DISCOURSE: ART OR INCITEMENT?

Published July 23, 2017
‘Come Then, It’s Time to Come Back Home Now’, Imran Qureshi and Ayesha Khalid
‘Come Then, It’s Time to Come Back Home Now’, Imran Qureshi and Ayesha Khalid

Christian art in Europe has had a long-standing tradition of depicting Biblical narratives through paintings, frescoes and sculptures. What emerges from this vast repertoire of images is the fact that in their visual re-enactment and irrespective of the medium, many of them certainly do not appear to be for the faint-hearted. Gory episodes from the depiction of hell and Judgment Day to the Crucifixion of Christ to other Passion scenes featured heavily in art and their graphic depictions of blood, mutilation, torture and flaying are meant to evoke a multitude of emotions.

‘The face of Christ’ in Matthias Grunewald’s Isenheim altarpiece executed in the Renaissance is not a divine being bathed in a golden halo of divine light but an ordinary face of a man contorted in pain, his lips are bloodless while his mouth is parted. Yet our recognition of Christ in the hierarchy of figures is instantaneous. We know who he is and why he is important.

While this kind of art certainly served to reiterate belief and faith in religion, it was also exemplified by instilling, on a collective level, a combination of fear and guilt in people. Looking at such scenes was like a visual confrontation — an electric shock to the conscience, a visual reminder that would serve to constantly induce people to condemn injustice and tragedy whilst instilling piety. This was art in the service of religion.

Contemporary art has pushed boundaries as paintings no longer have to depict exact visual representations of historical events

However, when religion and society in the West began to part ways the artist was no longer content to remain a narrator but became a more active commentator/participant when it came to establishing a relationship with his viewer. Spanish painter and printmaker Francisco Goya’s etchings and aquatints titled ‘The Disasters of War’ demonstrated this stance in the most compelling manner. The series showed the atrocities of war inflicted upon people during the Napoleonic occupation of Spain. Violent and steeped in despair the scenes of anarchy, torture and bodily mutilation serve as a reminder for the human capacity to inflict violence upon itself.

Starkly lit, raw and without colour, these detached depictions of headless and dismembered bodies were the antithesis of history painting. While their titles such as ‘I Saw It’ and ‘This Is How It Happened’ assert Goya’s individual outrage it also taps into and confronts our morbid curiosity about violence. There are no prophets and saints to move us or direct us towards a higher meaning; the gloves are off and instead of riding the coattails of religion and hiding behind piety we are confronted by our morbid curiosity and a simultaneous repulsion of violence. We are fearful and ashamed as we witness the desecration of nameless people we do not know and never will but it is Goya’s moral outrage and self-righteousness implicit in phrases such as ‘I Saw It’ that absolves us of the guilt of staring shamelessly.

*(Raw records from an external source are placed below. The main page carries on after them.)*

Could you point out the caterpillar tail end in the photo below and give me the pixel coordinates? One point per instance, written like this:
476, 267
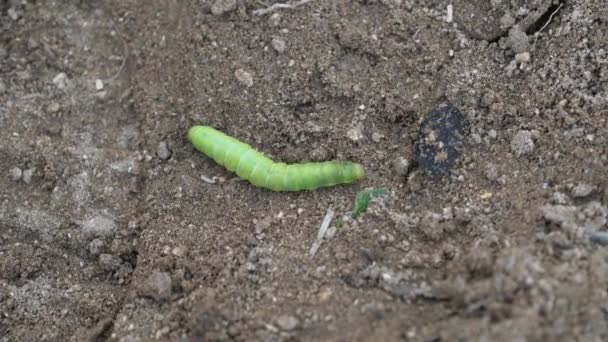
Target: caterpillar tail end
193, 132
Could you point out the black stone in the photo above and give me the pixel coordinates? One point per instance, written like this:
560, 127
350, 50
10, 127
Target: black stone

Contemporary art has allowed artists to push such boundaries even further as paintings no longer have to rely on making exact visual representations in order for them to qualify as art. In fact, the birth of installation and video art ushered in the idea that an environment can be created, exploited and manipulated by the artist so that the viewer can interact or immerse oneself in an experience.

In Two Wings to Fly, Not One, an exhibition featuring Imran Qureshi and Ayesha Khalid’s work at Pakistan National Council of Arts (PNCA) Islamabad, Qureshi has turned the floor of the amphitheater of the PNCA into what is essentially a beautiful red bloodbath of exploding colour and painted foliage. Titled ‘Come Then, It’s Time to Come Back Home Now’, there are no human figures and no battle scenes, so there is no one to identify with or put blame on. No heroes and no villains. There is only the viewer who can choose to cringe and squirm as he imagines his feet squelching through imaginary blood yet simultaneously yearns to walk, run, jump or at least stand in the midst of that amphitheatre or the stairs on a sunny day with a cool breeze- participant or spectator — victim or perpetrator — the choices are there, and so is the unease.